Des voix critiques se sont fait entendre à l’égard des membres du comité qui n’ont pas appuyé la position des Suisses de l’étranger au parlement au sujet des comptes bancaires. La motion Büchel (UDC), qui demandait l’ouverture d’un compte auprès des banques systémiques, avait en effet été rejetée au Conseil national en 2015. A l’évidence, la tonalité a changé et chacun s’apprête à soutenir les motions du PLR Laurent Wehrli (accès à PostFinance à des conditions similaires aux pratiques en Suisse) et du PDC Filippo Lombardi (accès aux banques systémiques).

Améliorer la représentation au parlement

La Cinquième Suisse est représentée au parlement fédéral par l’intergroupe parlementaire, qui comprend plus de 100 élus. Les thèmes que ce dernier fait avancer en ce moment sont le vote électronique, les services bancaires et la double nationalité, selon Elisabeth Schneider-Schneiter, co-présidente de l’intergroupe.
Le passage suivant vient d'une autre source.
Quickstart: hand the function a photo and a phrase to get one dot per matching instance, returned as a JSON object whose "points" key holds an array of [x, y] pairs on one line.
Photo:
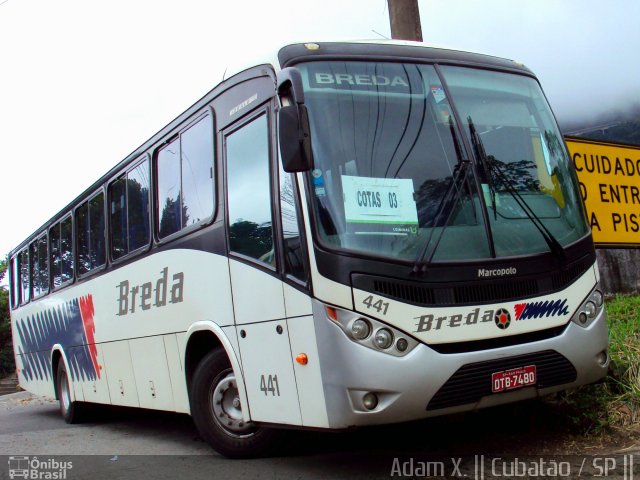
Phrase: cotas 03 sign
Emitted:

Les Suisses de l’étranger aimeraient également améliorer leur représentativité au parlement. L’idée d’élire un conseiller national issu des rangs de l’OSE, proposée par un membre, se heurte à d’importants problèmes, selon Filippo Lombardi. Un premier pas, selon ce dernier, serait d’avancer l’obtention d’une identité légale pour la Cinquième Suisse. Il s’agirait aussi d’améliorer la représentativité du Conseil des Suisses de l’étranger lui-même, ajoute-t-il.